As business owners, we have to be self-motivated. But what happens when we lose it?
Being bored or getting too comfortable, burned out, or scared of the next level can hold you back from finding that motivation. There are no rules for motivation and everyone is motivated by different things.
I think a key to staying motivated is knowing WHAT you are motivated by.
The Pain/Pleasure Principle by Sigmund Freud says that we are motivated by either pain or pleasure. Pain as a motivator is also viewed as the extreme need for change. These are devastating, unbearable, rock-bottom kinds of situations. For example, battling health issues, making a lifestyle change, having to take profound action in your business in order to pay for rent, etc.
Pleasure, on the other hand, is the extreme limitless desire for change. What is actually possible in the world and using that for motivation. For example, the motivator of retiring with a partner, buying a house for a parent, traveling the world.
Before I did Quill & Co, I was working at a design agency and had decided that I was going to quit. Every day after that though became so unbearable. I was so unfulfilled and miserable that the only option was to make that desire to quit a reality. And the one thing that kept coming up for me, is that I was heavily motivated by pain.
I remember when I first truly discovered what motivated me. I was listening to a Facebook Live by Emma Natter and how she was motivated by pain. For her, the thought of Trump winning the election was so unbearable that she vowed to herself that if she didn’t reach her goals, she was going to mail a check to the Trump campaign.
This stuck out to me because she was so aware of her motivation AND was creative in making a way that fit her motivation.
While I don’t know, if you’re like me, and are motivated by pain, you need to always create painful situations in order to find your motivation. That doesn’t feel sustainable. I’ve been trying to tap more into that dreamy state. Focusing on what COULD be and on what IS possible.

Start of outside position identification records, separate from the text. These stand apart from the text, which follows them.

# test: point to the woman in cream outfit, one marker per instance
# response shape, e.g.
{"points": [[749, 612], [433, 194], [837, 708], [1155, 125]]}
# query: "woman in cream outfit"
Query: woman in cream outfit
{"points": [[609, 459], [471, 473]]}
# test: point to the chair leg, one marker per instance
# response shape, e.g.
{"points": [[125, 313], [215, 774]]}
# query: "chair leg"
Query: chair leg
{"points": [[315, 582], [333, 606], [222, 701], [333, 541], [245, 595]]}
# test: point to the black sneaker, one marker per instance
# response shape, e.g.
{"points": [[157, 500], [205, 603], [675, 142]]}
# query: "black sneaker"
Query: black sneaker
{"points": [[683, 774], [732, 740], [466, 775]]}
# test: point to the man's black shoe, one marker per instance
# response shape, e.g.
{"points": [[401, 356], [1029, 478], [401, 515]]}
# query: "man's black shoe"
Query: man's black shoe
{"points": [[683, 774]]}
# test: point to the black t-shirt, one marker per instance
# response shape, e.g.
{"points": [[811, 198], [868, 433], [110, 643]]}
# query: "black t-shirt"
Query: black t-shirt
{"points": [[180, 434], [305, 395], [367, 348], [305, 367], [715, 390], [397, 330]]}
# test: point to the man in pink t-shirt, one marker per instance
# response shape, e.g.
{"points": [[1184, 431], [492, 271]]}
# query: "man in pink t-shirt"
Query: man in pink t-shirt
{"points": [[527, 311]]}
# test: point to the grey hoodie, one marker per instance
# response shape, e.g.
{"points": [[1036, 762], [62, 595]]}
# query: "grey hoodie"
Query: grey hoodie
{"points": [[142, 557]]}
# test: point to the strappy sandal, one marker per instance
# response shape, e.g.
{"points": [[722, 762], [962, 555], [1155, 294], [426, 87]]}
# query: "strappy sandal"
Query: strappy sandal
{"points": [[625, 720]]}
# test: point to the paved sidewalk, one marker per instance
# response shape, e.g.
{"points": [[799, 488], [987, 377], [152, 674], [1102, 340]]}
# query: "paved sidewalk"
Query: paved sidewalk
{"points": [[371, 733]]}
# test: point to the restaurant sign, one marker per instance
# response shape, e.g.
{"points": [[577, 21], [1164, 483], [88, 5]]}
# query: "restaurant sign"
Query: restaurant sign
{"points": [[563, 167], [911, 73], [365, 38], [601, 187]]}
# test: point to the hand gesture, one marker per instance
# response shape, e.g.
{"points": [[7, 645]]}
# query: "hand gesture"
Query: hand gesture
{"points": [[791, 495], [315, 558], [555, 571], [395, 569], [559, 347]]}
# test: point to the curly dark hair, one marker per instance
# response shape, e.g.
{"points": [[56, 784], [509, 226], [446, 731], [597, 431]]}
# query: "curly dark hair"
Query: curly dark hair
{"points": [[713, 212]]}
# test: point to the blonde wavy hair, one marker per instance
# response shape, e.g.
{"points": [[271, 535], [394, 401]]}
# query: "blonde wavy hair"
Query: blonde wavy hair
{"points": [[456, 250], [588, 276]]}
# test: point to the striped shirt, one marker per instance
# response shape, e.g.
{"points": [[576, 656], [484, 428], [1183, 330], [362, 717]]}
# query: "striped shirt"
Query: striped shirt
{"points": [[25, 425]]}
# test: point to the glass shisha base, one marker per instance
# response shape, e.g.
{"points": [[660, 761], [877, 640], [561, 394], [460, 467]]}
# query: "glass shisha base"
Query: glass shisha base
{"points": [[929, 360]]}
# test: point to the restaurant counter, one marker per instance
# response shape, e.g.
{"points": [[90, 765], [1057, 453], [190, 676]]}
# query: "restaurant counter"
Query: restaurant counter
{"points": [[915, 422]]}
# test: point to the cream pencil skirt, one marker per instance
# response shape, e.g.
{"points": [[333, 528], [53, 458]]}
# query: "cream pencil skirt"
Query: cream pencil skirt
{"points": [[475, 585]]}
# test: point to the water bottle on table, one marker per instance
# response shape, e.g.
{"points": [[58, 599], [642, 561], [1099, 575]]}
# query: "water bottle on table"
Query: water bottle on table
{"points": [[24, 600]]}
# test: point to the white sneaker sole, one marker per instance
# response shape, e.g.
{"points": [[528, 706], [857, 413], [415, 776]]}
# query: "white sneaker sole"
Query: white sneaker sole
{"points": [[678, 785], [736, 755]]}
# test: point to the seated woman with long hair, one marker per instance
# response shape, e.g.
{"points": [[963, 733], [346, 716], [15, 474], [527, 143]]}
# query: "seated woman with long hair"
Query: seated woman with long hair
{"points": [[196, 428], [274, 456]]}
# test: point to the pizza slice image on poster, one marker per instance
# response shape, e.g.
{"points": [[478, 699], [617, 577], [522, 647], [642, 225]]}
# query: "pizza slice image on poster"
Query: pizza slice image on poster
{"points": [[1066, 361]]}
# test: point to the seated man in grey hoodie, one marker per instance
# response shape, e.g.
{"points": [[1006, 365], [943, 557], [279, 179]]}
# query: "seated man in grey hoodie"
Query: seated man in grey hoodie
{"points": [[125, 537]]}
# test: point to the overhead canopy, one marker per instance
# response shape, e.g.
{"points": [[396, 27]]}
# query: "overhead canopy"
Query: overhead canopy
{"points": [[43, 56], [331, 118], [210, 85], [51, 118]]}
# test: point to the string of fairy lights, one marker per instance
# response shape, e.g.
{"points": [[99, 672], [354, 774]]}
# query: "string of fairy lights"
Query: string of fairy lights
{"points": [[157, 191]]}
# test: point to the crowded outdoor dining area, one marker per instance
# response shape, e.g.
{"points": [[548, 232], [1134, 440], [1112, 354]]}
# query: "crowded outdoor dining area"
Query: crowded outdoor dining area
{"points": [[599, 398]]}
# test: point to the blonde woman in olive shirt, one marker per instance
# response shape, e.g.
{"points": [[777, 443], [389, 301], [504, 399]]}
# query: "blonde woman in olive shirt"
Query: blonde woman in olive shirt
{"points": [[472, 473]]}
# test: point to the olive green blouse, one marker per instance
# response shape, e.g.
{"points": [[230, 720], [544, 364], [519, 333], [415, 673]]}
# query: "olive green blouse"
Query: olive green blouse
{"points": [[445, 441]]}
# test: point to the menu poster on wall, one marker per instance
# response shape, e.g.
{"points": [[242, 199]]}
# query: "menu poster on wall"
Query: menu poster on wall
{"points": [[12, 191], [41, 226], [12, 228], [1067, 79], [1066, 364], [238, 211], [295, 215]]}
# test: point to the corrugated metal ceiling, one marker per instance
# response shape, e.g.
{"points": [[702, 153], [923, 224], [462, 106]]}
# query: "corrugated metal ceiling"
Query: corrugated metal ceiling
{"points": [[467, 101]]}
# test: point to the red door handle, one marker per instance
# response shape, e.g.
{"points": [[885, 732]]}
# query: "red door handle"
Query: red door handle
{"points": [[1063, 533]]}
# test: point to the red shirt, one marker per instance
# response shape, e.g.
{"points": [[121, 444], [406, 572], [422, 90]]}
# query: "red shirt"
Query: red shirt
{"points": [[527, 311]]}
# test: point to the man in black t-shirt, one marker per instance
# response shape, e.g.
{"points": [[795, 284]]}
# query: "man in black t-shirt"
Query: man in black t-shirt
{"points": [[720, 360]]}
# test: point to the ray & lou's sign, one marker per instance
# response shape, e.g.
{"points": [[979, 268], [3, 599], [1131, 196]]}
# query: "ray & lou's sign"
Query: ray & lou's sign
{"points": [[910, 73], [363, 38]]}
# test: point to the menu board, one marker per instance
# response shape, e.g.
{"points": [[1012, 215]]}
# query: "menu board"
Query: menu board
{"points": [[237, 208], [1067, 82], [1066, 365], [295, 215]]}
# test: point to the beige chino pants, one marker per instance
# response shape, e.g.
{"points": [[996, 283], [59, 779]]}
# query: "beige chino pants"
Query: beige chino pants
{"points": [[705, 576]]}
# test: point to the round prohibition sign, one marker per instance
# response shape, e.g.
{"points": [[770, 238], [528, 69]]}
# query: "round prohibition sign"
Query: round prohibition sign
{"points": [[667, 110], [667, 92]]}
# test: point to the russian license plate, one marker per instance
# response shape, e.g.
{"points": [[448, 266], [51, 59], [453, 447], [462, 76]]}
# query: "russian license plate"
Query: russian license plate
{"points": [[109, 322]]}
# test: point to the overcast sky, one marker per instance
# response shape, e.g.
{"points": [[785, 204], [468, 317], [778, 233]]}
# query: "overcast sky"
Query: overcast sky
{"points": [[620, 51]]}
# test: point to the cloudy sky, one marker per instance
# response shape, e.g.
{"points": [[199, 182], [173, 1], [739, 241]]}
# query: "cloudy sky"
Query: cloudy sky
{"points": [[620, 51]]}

Admittedly, my life is pretty great. I think past me would be in shock that this is my life now. I work for myself. The work that I get to do every day lights me up. I have two amazing team members that support me. I just bought my dream house. I have an amazing partner.
I’m currently in a stage where it’s so hard for me to find motivation when my current situation is really freaking nice and when I am mostly motivated by pain.
I’ve been reflecting a lot on what that dreamy future state looks like for me and for Quill & Co and how I can bring that into my motivation.
So what does my dream future state look like you ask? Here are some things I mapped out for myself as motivators.
I’m finding motivation can be a cycle. Maybe when first starting a business, it’s motivated in changing your current situation. I think for me it will always be changing.
So if you’re wanting to tap more into finding your motivation I have an exercise to share with you.
To get to the next level, or your next desired level of joy/delight, you have to go out of your comfort zone. Which, in turn, can put you in a place of short-term pain.
I want to share with you this exercise I’ve been using to rediscover my motivation and what I use when making big decisions or scary ones.
The Dickens Process: an NLP technique that’s made popular by Tony Robins
This process gets its name from Charles Dickens’s “A Christmas Carol,” in which Scrooge is visited by ghosts showing him his past, present, and future.
First, you must identify the goal. What do you want? What do you actually want? I think a lot of times we can stuck on what we DON’T want but aren’t really clear and what we truly want.
Think about WHY you want to achieve that goal.
“If the WHY is big enough, You will always find a HOW”. If your motivation is so strong, your success in getting that is inevitable.
Now, compare what your current situation is to what your future situation would be (the goal outcome).
Notice your feelings! Do you notice the pain of staying in your current situation? And the joy of what your future situation would be? If you’re feeling stagnant you might be motivated by pain.
When something is so unbearable or the thought of staying in the current situation just isn’t an option anymore.
What I want you to know now, is that if you feel like you’ve lost your motivation are you’re trying to rediscover it, or you’re in a period of change, that you’re not alone.
I think it’s a cycle that we’re always going through. We go through push cycles where we feel motivated and have higher energy and then we have cycles of lower energy. And there is really nothing wrong with either. There is a time and place for both. I hope that this exercise is something that you can come back to and revisit whenever you need to make a big decision or go through a time of change. I hope that it’s something that you can do and find some clarity through the process.